Une analyse de sang peut-elle m'indiquer la cause de ma chute de cheveux ? +

Un bilan sanguin comprenant le dosage de la ferritine, de la TSH, de la vitamine D et une numération formule sanguine permet d'identifier 60 à 70 % des causes nutritionnelles et thyroïdiennes de la chute de cheveux. Cependant, le sang ne permet pas d'évaluer les profils minéraux sur 90 jours, les ratios cuivre/zinc ni l'exposition chronique aux métaux lourds – des éléments que l'analyse HTMA apporte dans 30 % des cas. Il est recommandé d'utiliser les deux examens pour un bilan complet.
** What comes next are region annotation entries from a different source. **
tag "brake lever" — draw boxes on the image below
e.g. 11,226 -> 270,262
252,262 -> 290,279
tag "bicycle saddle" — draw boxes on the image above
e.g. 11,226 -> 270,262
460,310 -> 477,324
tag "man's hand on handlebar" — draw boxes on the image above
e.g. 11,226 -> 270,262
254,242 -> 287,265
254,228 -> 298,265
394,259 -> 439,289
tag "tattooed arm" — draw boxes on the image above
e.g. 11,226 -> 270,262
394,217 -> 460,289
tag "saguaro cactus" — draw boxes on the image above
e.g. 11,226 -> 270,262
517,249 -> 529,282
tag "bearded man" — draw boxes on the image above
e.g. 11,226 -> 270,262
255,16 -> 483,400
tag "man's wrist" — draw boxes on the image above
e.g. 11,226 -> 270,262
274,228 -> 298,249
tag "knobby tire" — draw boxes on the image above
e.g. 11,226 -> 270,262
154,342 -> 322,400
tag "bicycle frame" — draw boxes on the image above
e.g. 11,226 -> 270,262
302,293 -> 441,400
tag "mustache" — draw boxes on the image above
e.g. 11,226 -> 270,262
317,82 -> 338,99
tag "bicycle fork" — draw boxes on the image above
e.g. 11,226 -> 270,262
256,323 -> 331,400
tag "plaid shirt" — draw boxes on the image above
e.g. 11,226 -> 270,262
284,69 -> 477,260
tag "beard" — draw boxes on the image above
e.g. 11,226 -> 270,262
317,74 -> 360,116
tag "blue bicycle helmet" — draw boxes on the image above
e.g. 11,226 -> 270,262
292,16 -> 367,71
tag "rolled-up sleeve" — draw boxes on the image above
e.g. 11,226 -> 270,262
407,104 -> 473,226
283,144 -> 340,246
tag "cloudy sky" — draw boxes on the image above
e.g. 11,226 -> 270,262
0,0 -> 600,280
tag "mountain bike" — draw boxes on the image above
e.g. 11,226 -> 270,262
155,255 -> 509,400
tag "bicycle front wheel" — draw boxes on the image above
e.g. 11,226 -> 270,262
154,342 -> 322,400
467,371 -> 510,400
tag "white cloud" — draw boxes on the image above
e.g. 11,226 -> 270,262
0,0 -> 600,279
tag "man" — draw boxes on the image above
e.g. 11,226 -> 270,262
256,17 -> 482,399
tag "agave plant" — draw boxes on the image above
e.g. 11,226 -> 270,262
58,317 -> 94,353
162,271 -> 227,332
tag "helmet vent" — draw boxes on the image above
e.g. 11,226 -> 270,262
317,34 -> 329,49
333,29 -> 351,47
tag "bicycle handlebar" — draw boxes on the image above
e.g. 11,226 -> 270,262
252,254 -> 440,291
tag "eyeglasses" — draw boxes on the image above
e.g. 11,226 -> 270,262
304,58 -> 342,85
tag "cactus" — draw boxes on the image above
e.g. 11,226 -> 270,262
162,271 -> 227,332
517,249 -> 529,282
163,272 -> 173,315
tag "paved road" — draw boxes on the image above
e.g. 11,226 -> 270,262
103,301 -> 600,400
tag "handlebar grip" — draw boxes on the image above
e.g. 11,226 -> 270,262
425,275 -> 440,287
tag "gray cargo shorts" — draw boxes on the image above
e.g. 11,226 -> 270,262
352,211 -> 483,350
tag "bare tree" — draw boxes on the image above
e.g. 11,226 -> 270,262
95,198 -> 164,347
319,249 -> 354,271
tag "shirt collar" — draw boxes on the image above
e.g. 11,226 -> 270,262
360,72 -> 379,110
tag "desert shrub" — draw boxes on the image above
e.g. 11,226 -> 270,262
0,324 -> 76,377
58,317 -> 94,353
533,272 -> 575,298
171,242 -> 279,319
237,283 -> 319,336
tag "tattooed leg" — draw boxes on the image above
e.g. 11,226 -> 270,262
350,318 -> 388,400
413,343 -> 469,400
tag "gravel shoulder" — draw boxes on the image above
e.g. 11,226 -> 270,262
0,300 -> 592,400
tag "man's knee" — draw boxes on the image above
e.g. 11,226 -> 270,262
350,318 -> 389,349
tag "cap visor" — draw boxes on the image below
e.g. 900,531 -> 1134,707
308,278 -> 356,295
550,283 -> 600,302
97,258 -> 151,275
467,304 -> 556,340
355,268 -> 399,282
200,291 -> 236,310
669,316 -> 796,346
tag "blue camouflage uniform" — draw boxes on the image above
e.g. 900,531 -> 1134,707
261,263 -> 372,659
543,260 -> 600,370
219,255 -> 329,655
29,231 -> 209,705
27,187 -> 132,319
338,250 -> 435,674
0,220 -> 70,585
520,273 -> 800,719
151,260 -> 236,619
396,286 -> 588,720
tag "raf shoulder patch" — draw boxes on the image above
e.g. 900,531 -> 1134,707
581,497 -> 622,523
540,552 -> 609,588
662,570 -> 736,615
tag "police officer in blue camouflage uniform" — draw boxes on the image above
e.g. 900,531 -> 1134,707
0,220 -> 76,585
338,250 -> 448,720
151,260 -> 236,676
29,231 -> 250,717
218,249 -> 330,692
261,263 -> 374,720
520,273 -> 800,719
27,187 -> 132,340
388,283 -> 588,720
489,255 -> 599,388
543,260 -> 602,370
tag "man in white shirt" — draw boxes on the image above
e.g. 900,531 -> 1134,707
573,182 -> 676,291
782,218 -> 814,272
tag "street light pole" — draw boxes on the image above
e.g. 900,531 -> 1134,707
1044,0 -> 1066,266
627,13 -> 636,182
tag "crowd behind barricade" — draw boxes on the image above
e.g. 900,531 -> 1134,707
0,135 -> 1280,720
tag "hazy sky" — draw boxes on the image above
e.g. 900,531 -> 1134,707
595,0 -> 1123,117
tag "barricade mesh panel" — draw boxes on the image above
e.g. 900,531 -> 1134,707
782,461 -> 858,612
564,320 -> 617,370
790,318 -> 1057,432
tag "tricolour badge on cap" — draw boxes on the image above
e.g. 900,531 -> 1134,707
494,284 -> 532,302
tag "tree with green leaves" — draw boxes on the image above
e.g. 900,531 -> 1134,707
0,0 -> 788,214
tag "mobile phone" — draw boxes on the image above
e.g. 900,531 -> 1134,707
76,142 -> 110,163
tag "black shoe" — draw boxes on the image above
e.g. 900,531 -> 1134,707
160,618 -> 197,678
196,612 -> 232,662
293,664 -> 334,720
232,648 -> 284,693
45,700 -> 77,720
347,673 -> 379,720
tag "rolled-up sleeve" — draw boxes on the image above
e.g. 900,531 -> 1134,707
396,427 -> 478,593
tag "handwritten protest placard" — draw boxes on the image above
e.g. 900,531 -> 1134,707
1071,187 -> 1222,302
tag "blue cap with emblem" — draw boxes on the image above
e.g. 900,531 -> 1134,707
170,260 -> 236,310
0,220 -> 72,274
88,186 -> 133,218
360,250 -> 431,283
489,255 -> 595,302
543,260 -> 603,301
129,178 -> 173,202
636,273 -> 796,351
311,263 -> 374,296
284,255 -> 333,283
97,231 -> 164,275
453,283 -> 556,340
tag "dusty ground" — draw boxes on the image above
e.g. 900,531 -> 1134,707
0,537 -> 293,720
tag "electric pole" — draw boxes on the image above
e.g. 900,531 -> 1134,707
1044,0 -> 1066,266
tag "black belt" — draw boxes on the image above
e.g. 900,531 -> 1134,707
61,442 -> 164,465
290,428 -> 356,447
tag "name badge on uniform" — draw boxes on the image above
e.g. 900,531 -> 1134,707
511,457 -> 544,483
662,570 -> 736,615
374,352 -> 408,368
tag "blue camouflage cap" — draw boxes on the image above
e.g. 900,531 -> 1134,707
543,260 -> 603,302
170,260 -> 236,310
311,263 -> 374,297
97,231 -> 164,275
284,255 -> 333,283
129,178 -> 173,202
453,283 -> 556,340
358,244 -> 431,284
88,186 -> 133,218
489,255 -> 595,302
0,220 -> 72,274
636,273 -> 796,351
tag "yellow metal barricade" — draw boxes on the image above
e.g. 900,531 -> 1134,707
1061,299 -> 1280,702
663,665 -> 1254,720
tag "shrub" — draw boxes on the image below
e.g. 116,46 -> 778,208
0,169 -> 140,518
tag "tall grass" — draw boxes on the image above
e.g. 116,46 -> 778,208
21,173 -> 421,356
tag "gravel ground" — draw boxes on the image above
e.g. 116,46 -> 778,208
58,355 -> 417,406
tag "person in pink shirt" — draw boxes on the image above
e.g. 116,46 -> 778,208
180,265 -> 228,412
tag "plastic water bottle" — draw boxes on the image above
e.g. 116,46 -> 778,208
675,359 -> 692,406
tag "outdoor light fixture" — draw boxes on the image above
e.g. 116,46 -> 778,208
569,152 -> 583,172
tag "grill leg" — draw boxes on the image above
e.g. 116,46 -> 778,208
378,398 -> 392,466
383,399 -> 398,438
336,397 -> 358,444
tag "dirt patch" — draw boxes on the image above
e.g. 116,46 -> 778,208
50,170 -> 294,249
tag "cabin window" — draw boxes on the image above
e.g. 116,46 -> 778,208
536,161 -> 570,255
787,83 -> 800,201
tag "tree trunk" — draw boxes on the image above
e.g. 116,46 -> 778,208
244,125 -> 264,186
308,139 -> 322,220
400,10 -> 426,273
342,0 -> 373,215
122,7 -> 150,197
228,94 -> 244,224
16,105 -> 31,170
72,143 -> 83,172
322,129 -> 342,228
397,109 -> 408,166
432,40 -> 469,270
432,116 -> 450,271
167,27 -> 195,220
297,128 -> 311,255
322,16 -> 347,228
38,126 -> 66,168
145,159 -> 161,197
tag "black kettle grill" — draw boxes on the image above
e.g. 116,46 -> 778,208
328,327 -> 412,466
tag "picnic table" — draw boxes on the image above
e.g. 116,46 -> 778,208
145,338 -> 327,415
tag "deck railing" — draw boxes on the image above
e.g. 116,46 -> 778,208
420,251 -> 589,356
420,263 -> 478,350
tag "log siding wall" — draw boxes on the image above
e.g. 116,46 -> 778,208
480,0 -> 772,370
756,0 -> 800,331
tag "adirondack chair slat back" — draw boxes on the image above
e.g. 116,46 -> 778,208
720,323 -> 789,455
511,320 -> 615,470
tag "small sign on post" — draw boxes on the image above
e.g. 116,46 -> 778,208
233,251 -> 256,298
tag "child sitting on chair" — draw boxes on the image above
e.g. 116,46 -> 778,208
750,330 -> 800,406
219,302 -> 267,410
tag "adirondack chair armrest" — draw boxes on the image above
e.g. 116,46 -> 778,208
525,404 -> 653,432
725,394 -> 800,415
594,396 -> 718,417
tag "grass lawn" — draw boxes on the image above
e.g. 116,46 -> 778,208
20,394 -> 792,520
Quelle quantité de cheveux perd-on normalement par jour ? +

La plupart des adultes perdent entre 50 et 100 cheveux par jour, un phénomène normal lié au cycle pilaire. L'Académie américaine de dermatologie recommande une évaluation clinique lorsque la chute de plus de 100 cheveux par jour persiste pendant plus de six semaines. Une chute soudaine de plus de 200 cheveux par jour est compatible avec un effluvium télogène et nécessite un bilan rapide.

Combien de temps faut-il pour que la chute de cheveux due aux minéraux se résorbe ? +

L'effluvium télogène d'origine minérale se résorbe généralement en 6 à 9 mois une fois la carence corrigée. La repousse visible débute environ 90 jours après le début du traitement, et l'épaisseur des cheveux revient progressivement au cours des 4 à 6 mois suivants. Les protocoles de supplémentation en fer et en zinc durent généralement de 8 à 12 semaines ; un nouveau test HTMA réalisé entre 90 et 180 jours après le traitement confirme la réponse.

L'analyse minérale des cheveux peut-elle détecter la chute de cheveux hormonale ? +

L'analyse HTMA ne mesure pas directement les hormones, mais révèle deux ratios suggérant un déséquilibre hormonal : un ratio cuivre/zinc supérieur à 1.5 (variations des taux d'œstrogènes et de progestérone) et un ratio calcium/potassium supérieur à 10 (résistance cellulaire à la TSH). Ces deux résultats justifient un bilan hormonal sexuel ou thyroïdien plutôt qu'un traitement hormonal substitutif basé uniquement sur l'analyse HTMA. Il est recommandé de compléter ce test par un bilan gynécologique.

Le traitement HTMA est-il utile contre la chute de cheveux si je consulte déjà un dermatologue ? +

L'analyse HTMA apporte deux éléments souvent négligés lors d'un bilan dermatologique classique : l'analyse des profils minéraux sur 90 jours et le dépistage de 8 métaux toxiques. Environ 30 % des chutes de cheveux inexpliquées diagnostiquées en dermatologie sont en réalité liées à des facteurs nutritionnels ou à une exposition chronique non détectables dans le sang. Cet examen est pertinent en complément, et non en remplacement, pour un tiers des patients ne présentant pas de cause dermatologique évidente.

À quelle vitesse les cheveux peuvent-ils repousser après la correction d'une carence ? +

Les cheveux poussent d'environ 1 centimètre par mois ; la repousse visible prend donc au minimum 90 jours après la correction du déficit. Le retour à une densité normale prend généralement entre 6 et 12 mois. Ce délai correspond au cycle pilaire : les follicules en phase télogène doivent tomber, puis les nouveaux cheveux en phase anagène doivent apparaître et atteindre la surface du cuir chevelu avant que la densité ne s'améliore visiblement.